Au-delà de toutes les polémiques dont il a fait l'objet, pas toujours justifiées, parfois démesurées, le livre d'Haenel pose une question aussi littéraire que philosophique, celle des limites de la fiction. L'écrivain a-t-il le droit de faire de la fiction avec des personnages historiques, en s'immisçant dans leur esprit, en parlant à leur place ? La question ne se poserait pas de la même façon, avec la même passion si le personnage concerné n'était pas un résistant polonais, un témoin des atrocités commises sur les Juifs pendant la Seconde Guerre Mondiale, un rescapé de la barbarie, un messager du pire que personne n'a voulu croire... Si le sujet n'était pas aussi grave, aussi terrible. Si l'on n'avait pas l'impression qu'Haenel fait dire à Karski ce qu'il ressent, lui, qu'il ré-interprète les faits, qu'il invente les mots et les pensées, qu'il veut surtout insister encore et encore sur la culpabilité de l'Occident qui n'a rien fait alors qu'il savait. Il ne s'agit pas de dire qu'il est interdit d'écrire sur certains sujets, sous prétexte qu'ils nous dépassent, bien au contraire. Jorge Semprun qui a pris part à la "polémique" avec une légitimité plus qu'absolue, estime qu'Haenel est «dans la lignée de ces jeunes écrivains qui s’attaquent à des sujets difficiles, essentiels, comme Jonathan Littell avec Les Bienveillantes. A-t-on le droit de parler de la Shoah dans un roman ? Oui. A-t-on le droit de parler de la Shoah si on n’est pas Claude Lanzmann ? Oui». Si ce n'est que Yannick Haenel ne se contente pas de parler de la Shoah. Il fait parler Karski de la Shoah et c'est en cela que le livre sonne faux. Pourquoi avoir choisi de commenter un entretien filmé qui se suffit à lui-même ? Pourquoi avoir voulu résumer en 80 pages un livre-témoignage qui en comporte plus de 400 ? Et surtout, pourquoi et comment prendre la parole à la place d'un homme qui a démontré par sa vie même combien prendre la parole au nom des autres est difficile voire impossible ?

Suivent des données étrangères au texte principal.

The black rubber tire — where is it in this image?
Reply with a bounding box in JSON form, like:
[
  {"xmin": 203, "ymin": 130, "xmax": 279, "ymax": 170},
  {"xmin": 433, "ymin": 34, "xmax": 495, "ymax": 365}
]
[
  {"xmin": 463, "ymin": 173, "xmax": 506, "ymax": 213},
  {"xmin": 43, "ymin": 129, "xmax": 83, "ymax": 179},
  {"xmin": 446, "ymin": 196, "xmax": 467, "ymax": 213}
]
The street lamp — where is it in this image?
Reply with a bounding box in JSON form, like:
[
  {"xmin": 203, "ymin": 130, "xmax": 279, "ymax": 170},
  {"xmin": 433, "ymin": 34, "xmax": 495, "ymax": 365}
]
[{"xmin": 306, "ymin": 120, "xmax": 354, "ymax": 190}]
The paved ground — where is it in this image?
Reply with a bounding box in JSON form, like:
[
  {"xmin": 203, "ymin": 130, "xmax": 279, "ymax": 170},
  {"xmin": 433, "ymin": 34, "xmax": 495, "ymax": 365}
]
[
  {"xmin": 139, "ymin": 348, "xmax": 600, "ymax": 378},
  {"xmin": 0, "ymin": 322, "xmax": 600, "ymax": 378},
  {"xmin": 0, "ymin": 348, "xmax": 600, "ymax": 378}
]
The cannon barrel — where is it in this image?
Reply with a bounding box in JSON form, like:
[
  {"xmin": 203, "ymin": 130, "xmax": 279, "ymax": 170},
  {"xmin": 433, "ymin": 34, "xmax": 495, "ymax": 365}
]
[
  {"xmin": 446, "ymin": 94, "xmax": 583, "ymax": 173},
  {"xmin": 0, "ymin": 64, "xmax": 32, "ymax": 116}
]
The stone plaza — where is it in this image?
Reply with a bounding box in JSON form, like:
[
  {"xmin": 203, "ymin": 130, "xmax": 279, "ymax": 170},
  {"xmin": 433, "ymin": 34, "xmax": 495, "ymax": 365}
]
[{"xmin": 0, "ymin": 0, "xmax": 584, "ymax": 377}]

Les qualités d'écrivain de Yannick Haenel ne sont évidemment pas en cause, l'auteur écrit bien, certaines de ses phrases sur l'humanité, l'abandon, la conscience et le crime sont pertinentes. Mais Haenel n'a ni l'expérience ni les armes pour incarner Karski à sa place. C'est lorsqu'il prend possession de sa parole que le projet littéraire dérape et se fourvoie. Encore une fois, "l'affaire" ne serait pas aussi grave s'il s'agissait d'un autre personnage, d'un autre contexte. Mais Haenel utilise une figure héroïque, un rescapé de l'enfer comme personnage de "fiction".
Personne ne peut s'arroger le droit de décider à la place de cet homme ce qu'il a pensé, ressenti, eu envie ou non de dire. En ce sens, Haenel apparaît comme un imposteur. Et son imposture est manifeste dès l'exergue de son livre où la citation de Paul Celan "Personne / ne témoigne pour le / témoin" ("Niemand/zeugt für den/Zeugen") est étrangement modifié en "Qui témoigne pour le témoin ?"...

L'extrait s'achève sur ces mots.